The observed values p from cancer data need to be compared to the expected values, whose distribution is however not known a priori, due to the Poisson nature of the mutation count n. We simulated the expected distribution of p from 100 random instances of \({n_i}\sim{\rm{Poiss}}\left( {{{\hat \mu }_i}{L_i}} \right)\) per DHS i, with \({\hat \mu _i}\)inferred at the cluster level as described above (Eq. 2). This yielded a null model of neutral evolution for both breast and control tissues and therefore also quantified any remnant deviation in control tissue DHSs from the neutral expectation.

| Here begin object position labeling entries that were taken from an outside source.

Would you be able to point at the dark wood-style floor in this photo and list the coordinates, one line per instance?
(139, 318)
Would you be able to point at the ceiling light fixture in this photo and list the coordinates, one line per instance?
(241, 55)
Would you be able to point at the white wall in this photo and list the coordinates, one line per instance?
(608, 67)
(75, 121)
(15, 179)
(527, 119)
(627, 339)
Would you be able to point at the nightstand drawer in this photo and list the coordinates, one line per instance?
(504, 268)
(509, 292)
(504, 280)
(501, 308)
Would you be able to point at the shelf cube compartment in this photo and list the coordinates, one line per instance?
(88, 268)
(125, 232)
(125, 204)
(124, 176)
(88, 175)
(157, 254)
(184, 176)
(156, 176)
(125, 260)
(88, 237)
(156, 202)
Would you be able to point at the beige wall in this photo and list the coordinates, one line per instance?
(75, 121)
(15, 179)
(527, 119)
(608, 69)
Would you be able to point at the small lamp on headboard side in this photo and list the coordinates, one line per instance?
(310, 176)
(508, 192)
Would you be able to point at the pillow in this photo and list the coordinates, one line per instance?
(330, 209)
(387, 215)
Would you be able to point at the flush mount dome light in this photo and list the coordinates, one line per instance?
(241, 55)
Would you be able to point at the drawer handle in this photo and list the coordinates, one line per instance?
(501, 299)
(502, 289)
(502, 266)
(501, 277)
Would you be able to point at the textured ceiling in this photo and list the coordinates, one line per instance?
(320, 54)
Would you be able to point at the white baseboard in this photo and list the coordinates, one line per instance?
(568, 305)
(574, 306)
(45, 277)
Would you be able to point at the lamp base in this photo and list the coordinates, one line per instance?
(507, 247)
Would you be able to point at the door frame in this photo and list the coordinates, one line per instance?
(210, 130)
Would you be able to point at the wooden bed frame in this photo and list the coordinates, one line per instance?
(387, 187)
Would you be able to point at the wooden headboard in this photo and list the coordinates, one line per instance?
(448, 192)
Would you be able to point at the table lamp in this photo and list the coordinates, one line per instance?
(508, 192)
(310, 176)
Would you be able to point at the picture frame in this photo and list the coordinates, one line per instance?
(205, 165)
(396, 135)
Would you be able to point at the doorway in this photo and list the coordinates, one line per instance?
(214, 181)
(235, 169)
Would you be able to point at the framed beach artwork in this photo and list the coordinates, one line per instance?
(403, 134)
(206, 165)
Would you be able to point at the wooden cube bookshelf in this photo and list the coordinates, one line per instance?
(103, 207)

Supplementary Fig. 8b shows the normalized histogram of values p obtained from the cluster distribution P(n) shown in Supplementary Fig. 8a. Because n~Poiss(λ), p-values are non-uniformly distributed, with a pronounced peak at p = 1 for the relevant range of small to intermediate λ. Overestimating the true µ through \(\hat \mu \) entails that the values p of the selected sites in the cluster are overestimated as well, as their observed mutation counts n are less extreme than they would be with the true and smaller λ = μL. Supplementary Fig. 8b illustrates why, therefore, the inferred p-value p is a conservative estimate of the true p-value of a DHS under positive selection. Furthermore, the observed distribution of p has a larger variance than the expected distribution, owing to its composition (neutral and selected components) of different mutation probabilities. Therefore, in the depicted case of positive selection for driver mutations, the random simulated distribution of p will have a higher proportion of sites with p < 1 than the observed distribution (Supplementary Fig. 8b). This is in line with the excess of the expected p for breast DHSs at intermediate values 0.1 < p < 1 shown in Supplementary Fig. 2. As expected from the assumption of neutral evolution, this trend is greatly reduced for the control tissues (Supplementary Fig. 9).

False discovery rate

The expected distribution of p under the model of neutral evolution allows for an estimate of the fraction of values p among the observed ones that occur by chance, as a function of a p-value threshold p*:

$${\rm FDR}\left( {p*} \right) = \frac{{{F_{{\rm{exp}}}}\left( {p*} \right)}}{{{F_{{\rm{obs}}}}\left( {p*} \right)}}$$
(4)

where F(p) denotes the cumulative distribution function at p. Figure 2c shows the FDR of Eq. 4 for breast as well as control tissue DHSs. We set the allowed fraction of false rejections of the null hypothesis of neutral evolution to FDR(p*) = 0.25, which defines a threshold p* for each tissue below which DHSs were considered significant.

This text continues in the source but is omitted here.